Para a freira jeronimita, Sóror Joana Inês de la Cruz (1651-1695), a humilde Mãe de Deus, "Angélica en hermosura", é "a Mestra Divina da Capela Suprema" do Universo[4].
Diz São Paulo: "Orabo spiritu, orabo et mente; psallam spiritu, psallam et mente" "Rezarei com o meu espírito, rezarei também com a minha mente; salmodiarei com o meu espírito, salmodiarei também com a minha mente" (1Cor 14,15): e os cristãos aprenderam, obedientes. Diz-nos Frei Carlos Mesters O.Carm: "Canta-se muito no Apocalipse" (4,8.11; 5,9-10.12-13; 6,10; 7,10.12; 11,15.17-18; 12,10-12; 15,3-4 etc)[5].
OS CRISTÃOS
As Atas dos Santos Mártires nos contam que "Cantantibus organis, Cæcilia virgo in corde suo soli Domino decantabat" (Enquanto os órgãos ressoavam, Cecília Virgem, no íntimo do seu coração, cantava somente ao Senhor).

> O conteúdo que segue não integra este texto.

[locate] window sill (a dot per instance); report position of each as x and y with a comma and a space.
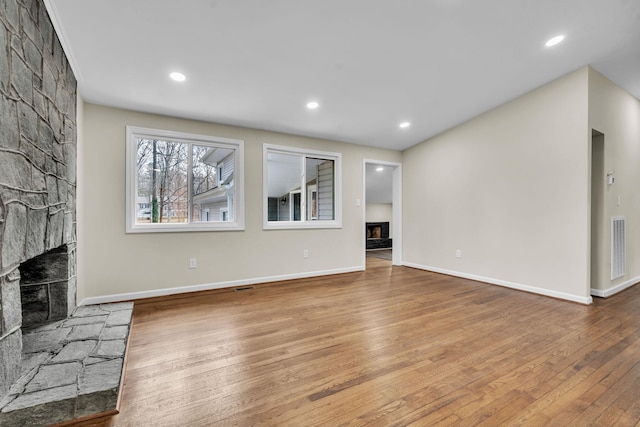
310, 225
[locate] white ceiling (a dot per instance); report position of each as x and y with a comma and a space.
369, 63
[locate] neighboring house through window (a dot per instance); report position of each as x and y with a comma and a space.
183, 182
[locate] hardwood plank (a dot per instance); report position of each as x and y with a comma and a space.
388, 346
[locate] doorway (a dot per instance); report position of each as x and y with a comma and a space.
382, 211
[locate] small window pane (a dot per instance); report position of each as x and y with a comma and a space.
213, 179
162, 182
284, 172
320, 189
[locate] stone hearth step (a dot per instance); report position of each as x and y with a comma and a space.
71, 368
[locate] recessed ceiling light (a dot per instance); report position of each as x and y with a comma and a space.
179, 77
554, 40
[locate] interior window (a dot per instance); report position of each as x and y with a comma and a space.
182, 182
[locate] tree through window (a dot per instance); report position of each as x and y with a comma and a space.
182, 181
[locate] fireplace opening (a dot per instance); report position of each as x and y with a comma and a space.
44, 288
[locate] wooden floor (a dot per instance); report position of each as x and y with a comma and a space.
386, 347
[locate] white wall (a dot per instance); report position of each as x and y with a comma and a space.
115, 263
510, 189
380, 212
616, 114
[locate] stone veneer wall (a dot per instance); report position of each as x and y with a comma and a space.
37, 161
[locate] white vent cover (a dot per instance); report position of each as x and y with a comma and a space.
618, 245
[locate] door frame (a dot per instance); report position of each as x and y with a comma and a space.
396, 204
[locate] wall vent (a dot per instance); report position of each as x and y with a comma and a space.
618, 247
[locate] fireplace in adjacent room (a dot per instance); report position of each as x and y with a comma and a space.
378, 235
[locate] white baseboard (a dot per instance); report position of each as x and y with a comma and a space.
209, 286
604, 293
504, 283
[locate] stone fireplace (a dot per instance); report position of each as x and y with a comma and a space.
37, 179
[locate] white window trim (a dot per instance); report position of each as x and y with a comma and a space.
286, 225
134, 132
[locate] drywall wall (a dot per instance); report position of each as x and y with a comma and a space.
616, 114
510, 191
117, 265
380, 212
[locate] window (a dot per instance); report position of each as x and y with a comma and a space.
183, 182
302, 188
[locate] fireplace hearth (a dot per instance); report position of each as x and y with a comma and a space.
378, 235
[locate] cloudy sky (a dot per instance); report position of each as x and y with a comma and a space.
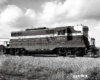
22, 14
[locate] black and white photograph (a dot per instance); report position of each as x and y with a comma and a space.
49, 39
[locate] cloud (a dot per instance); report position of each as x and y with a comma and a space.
70, 11
10, 14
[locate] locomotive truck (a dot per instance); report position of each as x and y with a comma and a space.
62, 41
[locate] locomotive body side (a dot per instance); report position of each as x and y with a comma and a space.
61, 40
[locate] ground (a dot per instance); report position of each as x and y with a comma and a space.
49, 68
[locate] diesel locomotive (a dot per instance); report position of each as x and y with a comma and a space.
62, 41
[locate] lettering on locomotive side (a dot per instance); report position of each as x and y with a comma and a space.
49, 31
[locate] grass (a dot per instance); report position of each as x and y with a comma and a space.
48, 68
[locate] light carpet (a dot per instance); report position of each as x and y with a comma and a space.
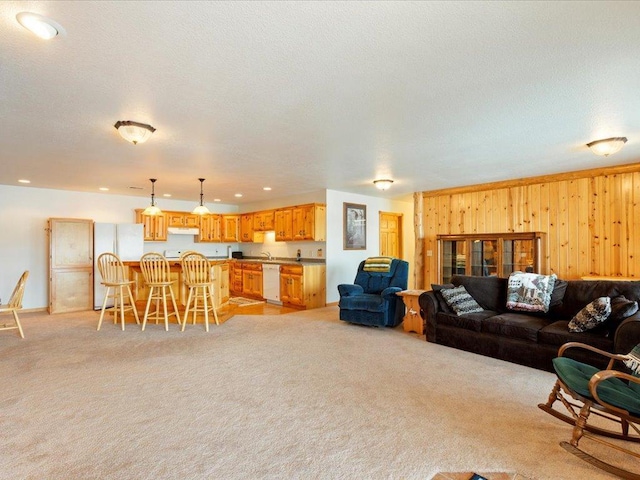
300, 395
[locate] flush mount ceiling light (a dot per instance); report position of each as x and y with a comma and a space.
382, 184
202, 208
134, 132
43, 27
152, 209
607, 146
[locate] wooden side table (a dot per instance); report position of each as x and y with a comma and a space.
412, 321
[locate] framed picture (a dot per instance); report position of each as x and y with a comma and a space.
355, 226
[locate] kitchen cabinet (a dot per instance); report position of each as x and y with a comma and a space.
252, 279
491, 254
210, 228
309, 222
182, 219
230, 228
263, 221
303, 285
246, 227
155, 226
283, 224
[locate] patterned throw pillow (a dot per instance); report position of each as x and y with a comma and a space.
460, 301
530, 292
592, 315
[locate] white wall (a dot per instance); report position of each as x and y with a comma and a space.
24, 212
342, 265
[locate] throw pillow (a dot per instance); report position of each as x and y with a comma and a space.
592, 315
441, 302
530, 292
460, 301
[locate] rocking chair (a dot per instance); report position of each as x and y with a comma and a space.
610, 394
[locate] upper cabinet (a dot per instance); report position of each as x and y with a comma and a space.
489, 254
155, 226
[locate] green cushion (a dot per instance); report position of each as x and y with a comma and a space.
576, 376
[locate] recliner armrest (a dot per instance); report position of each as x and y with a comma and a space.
347, 290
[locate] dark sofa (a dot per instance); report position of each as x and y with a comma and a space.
530, 339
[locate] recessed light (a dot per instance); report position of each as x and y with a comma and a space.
39, 25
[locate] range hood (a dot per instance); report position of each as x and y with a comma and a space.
183, 231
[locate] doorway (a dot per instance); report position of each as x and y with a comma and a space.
391, 234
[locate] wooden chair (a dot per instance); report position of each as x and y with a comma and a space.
156, 272
611, 395
199, 281
15, 304
113, 277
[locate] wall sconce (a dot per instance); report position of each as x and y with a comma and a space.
153, 208
134, 132
202, 208
607, 146
383, 184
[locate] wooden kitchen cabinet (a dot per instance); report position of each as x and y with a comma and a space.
182, 219
263, 221
252, 279
309, 222
155, 226
246, 227
283, 225
303, 285
230, 228
210, 228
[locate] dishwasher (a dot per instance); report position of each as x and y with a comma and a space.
271, 283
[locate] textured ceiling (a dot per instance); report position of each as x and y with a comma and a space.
303, 96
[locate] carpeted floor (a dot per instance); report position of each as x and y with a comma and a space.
300, 395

E Santo Agostinho realmente o confessa: "Quanto chorei copiosamente, ao som dos teus hinos e cânticos, comovido profundamente com as vozes da tua Igreja a cantar suavemente! Nos meus ouvidos aquelas vozes penetravam e a tua verdade destilava no meu coração. Acendia-se em mim um piedoso sentimento, dos meus olhos as lágrimas corriam e chorar fazia-me bem"[6].
O MAGISTÉRIO
A "Constituição sobre a Sagrada Liturgia Sacrosanctum Concilium" o constatou:"Na verdade, cumularam de louvores o canto sacro tanto a Sagrada Escritura (cf. Ef 5,19 e Cl 3,16) quanto os Santos Padres e os Romanos Pontífices que, recentemente, a começar por São Pio X, definiram mais claramente a função ministerial da música sacra no culto do Senhor"[7]. E continua: "A Igreja não considerou nunca como seu nenhum estilo de arte, mas conforme a índole dos povos e as condições e necessidades dos vários Ritos admitiu as particularidades de cada época, criando no curso dos séculos um tesouro artístico digno de ser cuidadosamente conservado"[8].

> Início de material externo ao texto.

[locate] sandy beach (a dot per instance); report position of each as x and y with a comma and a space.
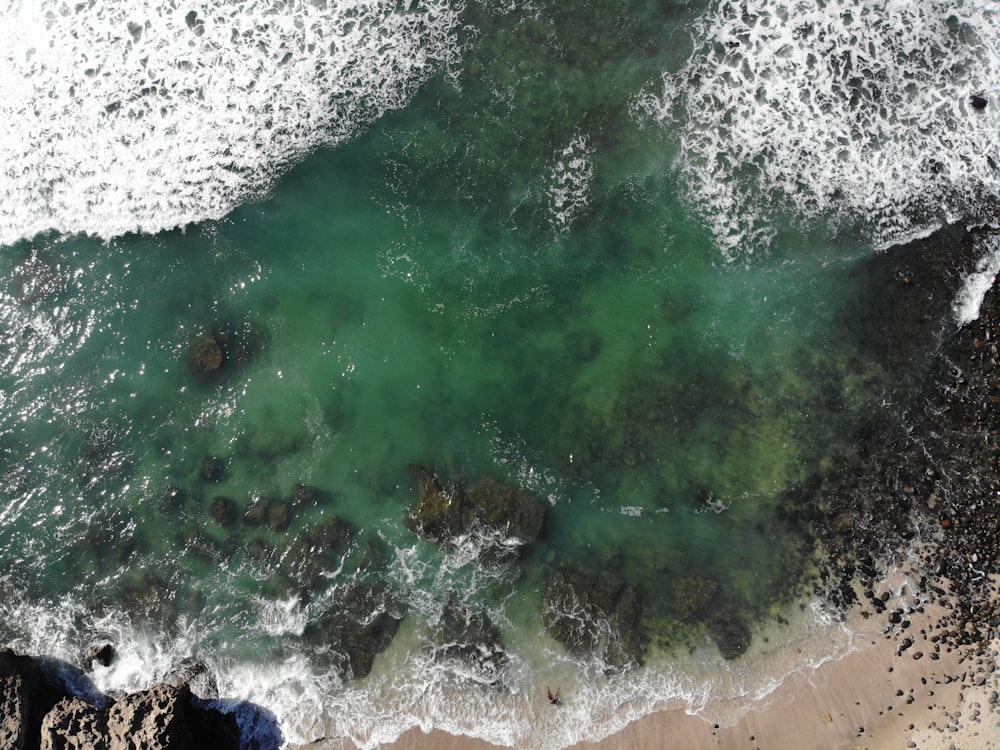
928, 696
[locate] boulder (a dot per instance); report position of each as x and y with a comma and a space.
595, 614
205, 355
692, 595
353, 633
74, 724
103, 654
731, 633
13, 710
507, 519
315, 552
165, 718
470, 638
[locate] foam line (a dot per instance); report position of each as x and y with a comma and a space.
140, 115
857, 113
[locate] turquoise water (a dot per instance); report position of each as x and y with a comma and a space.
508, 278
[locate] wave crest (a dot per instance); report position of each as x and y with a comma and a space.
858, 112
139, 116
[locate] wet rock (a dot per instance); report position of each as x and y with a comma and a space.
195, 675
730, 632
315, 552
205, 356
103, 654
212, 470
223, 510
278, 517
508, 519
13, 709
305, 496
74, 724
355, 632
173, 499
692, 595
165, 718
28, 690
256, 512
597, 614
35, 279
469, 638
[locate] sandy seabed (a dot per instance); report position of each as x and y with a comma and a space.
877, 697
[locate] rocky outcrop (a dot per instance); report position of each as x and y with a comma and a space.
507, 519
37, 713
27, 692
595, 614
355, 632
74, 724
470, 639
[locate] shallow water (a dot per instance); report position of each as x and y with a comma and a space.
516, 274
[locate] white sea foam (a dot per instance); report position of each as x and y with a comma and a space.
855, 111
970, 297
569, 183
140, 115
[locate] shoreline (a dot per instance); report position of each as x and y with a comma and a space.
874, 697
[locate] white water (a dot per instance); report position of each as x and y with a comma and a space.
970, 297
857, 112
139, 115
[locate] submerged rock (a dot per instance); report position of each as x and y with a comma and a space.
731, 633
509, 519
692, 595
315, 552
359, 629
103, 655
469, 637
223, 510
205, 355
595, 614
165, 718
75, 724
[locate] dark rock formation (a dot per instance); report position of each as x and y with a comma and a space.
74, 724
223, 510
731, 633
103, 654
212, 470
353, 633
469, 638
28, 692
692, 595
35, 279
597, 614
509, 519
205, 355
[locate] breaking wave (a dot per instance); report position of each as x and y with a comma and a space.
859, 113
138, 116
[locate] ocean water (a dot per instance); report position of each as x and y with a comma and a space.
601, 252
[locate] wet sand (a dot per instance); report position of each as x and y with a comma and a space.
876, 697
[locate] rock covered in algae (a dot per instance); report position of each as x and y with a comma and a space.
509, 519
596, 614
353, 633
692, 595
470, 638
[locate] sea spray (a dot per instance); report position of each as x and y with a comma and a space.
142, 116
854, 113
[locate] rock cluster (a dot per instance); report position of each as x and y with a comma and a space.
467, 637
508, 519
595, 614
38, 713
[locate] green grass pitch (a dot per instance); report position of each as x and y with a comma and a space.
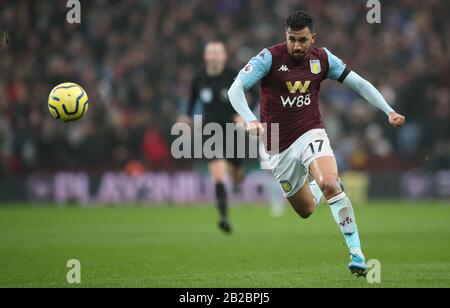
182, 247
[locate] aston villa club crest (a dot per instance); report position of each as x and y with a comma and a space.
315, 66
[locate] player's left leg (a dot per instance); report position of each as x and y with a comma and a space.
324, 170
237, 172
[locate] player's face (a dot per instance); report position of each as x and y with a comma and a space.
215, 54
299, 42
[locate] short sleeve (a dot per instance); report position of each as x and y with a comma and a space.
336, 66
256, 69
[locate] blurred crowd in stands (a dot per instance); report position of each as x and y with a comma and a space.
136, 60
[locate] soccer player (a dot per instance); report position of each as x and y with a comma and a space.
290, 74
210, 87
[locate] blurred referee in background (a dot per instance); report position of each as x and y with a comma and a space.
209, 88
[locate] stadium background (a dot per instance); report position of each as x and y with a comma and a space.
136, 59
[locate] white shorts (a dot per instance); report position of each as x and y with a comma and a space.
291, 167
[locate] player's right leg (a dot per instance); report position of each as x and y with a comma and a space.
218, 170
303, 201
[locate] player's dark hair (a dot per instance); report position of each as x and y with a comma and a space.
299, 20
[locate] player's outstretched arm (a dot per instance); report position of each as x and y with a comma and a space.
254, 71
373, 96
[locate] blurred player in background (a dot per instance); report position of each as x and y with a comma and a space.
210, 87
291, 73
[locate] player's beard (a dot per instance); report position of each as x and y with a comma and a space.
298, 56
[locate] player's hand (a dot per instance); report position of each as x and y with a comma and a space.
255, 128
184, 119
396, 120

Dizia São Pio X:"O fim próprio da (Música Sacra) é acrescentar mais eficácia ao texto (litúrgico), a fim de que por tal meio se excitem mais facilmente os fiéis à piedade e se preparem melhor para receber os frutos da graça próprios da celebração dos sagrados mistérios"[9]
E Pio XI afirmava:"É admirável como quanto, já desde aquela mais remota antigüidade, aqueles cânticos ingênuos, que adornavam a prece e a Ação Litúrgica, concorreram para afervorar a piedade do povo! Nas antigas basílicas, principalmente onde o Bispo, o clero e o povo alternavam os louvores divinos, os cânticos litúrgicos contribuíram não pouco, segundo testemunha a História, para conduzir muitos dos bárbaros à cultura cristã e civil. (...) Em Milão, Santo Ambrósio era acusado pelos hereges de fascinar as turbas com cânticos litúrgicos, pelos quais Santo Agostinho foi empolgado e aceitou o conselho de abraçar a fé cristã"[10].

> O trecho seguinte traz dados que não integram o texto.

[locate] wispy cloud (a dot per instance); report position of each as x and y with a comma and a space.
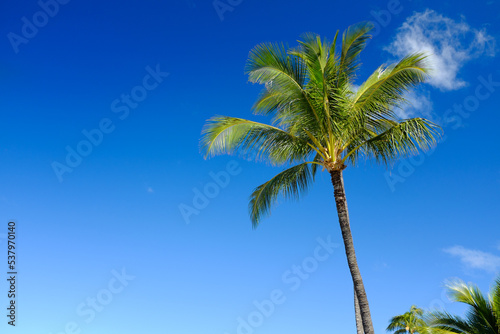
419, 105
450, 45
475, 259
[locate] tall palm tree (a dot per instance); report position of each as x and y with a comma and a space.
482, 317
319, 119
409, 322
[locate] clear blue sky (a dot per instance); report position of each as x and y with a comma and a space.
102, 244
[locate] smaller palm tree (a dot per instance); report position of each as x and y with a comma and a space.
409, 322
483, 316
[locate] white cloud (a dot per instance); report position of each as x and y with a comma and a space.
450, 45
419, 105
475, 259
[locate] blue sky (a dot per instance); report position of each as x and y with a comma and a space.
103, 246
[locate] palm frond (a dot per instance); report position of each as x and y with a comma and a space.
290, 184
353, 42
384, 90
231, 135
400, 140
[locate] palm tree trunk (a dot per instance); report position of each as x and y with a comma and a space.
357, 314
340, 200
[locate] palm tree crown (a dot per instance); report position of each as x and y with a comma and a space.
482, 317
318, 117
409, 322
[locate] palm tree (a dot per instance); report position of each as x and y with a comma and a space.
483, 316
319, 119
409, 322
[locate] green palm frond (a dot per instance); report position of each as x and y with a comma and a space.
353, 42
384, 90
290, 184
481, 316
285, 96
400, 140
495, 300
233, 135
317, 116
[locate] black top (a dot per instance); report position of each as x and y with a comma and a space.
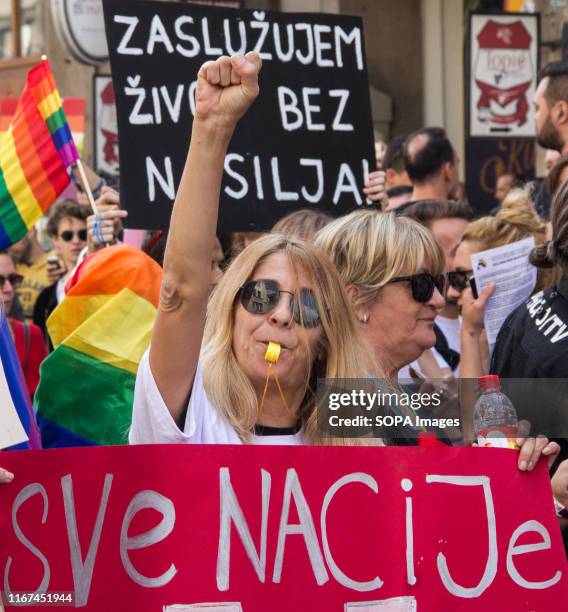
542, 200
266, 430
531, 358
45, 304
533, 341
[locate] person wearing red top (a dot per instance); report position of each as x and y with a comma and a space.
28, 338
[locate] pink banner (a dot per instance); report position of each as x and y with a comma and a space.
281, 528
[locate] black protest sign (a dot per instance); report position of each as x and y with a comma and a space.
486, 159
306, 142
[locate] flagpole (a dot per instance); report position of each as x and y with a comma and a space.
79, 163
86, 186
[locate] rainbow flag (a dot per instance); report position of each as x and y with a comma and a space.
14, 377
35, 152
74, 109
99, 331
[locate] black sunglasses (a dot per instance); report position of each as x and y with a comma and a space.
459, 279
14, 279
262, 296
67, 235
423, 285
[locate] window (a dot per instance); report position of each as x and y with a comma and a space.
21, 28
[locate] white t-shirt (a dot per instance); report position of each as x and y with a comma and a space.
152, 422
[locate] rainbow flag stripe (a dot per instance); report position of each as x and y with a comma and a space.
100, 332
74, 111
35, 152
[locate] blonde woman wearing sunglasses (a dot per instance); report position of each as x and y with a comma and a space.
204, 379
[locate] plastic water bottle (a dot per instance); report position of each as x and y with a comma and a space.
495, 417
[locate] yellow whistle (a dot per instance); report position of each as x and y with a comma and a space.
272, 352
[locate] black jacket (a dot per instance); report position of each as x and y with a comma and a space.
531, 358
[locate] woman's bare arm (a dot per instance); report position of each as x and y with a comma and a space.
225, 90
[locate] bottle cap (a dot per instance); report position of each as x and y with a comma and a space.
272, 352
491, 381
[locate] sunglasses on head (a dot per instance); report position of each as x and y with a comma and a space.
14, 279
262, 296
459, 279
67, 235
423, 285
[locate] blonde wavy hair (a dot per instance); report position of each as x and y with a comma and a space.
345, 354
370, 248
515, 220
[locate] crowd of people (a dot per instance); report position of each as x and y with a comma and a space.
383, 293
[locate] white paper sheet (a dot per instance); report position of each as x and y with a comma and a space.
205, 607
11, 429
509, 268
394, 604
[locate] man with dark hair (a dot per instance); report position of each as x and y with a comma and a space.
393, 164
432, 165
397, 183
551, 119
506, 182
447, 220
67, 228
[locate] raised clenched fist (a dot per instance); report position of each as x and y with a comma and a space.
226, 88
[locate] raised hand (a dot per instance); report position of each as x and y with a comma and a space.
226, 88
473, 310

Diz ainda o Concílio Vaticano II na sua Constituição sobre a Sagrada Liturgia, "Sacrosanctum Concilium":"Havendo em algumas regiões, principalmente nas Missões, povos que têm uma tradição musical própria, que desempenha importante função na sua vida religiosa e social, a esta música se dêem a devida estima e o lugar conveniente, tanto para lhes formar o senso religioso, quanto para adaptar o culto à sua mentalidade (...)"[11].
Já dizia anteriormente que a finalidade da Música Sacra é a glória de Deus e a santificação dos fiéis e que o canto sacro faz parte necessária ou integrante da liturgia solene. Mais: "A Igreja aprova e admite no culto divino todas as formas de verdadeira arte"[12]. Comenta alguém: "novamente a música como tal é Liturgia"[13]. Quer dizer então que Música Sacra é Liturgia, e a Liturgia é uma coreografia, para não falar uma dança. Eis o que para a sua filha escreve uma santa mãe: "A dança não é coisa má. Ela é o termômetro que marca a temperatura entre o nosso corpo e a nossa alma; ela «deve ser proporcional e harmônica e menos temperamental». Podemos até mesmo considerar todos os movimentos da Santa Missa como uma dança"[14].
A ORDEM CARMELITA
"São membros da Ordem do Carmo".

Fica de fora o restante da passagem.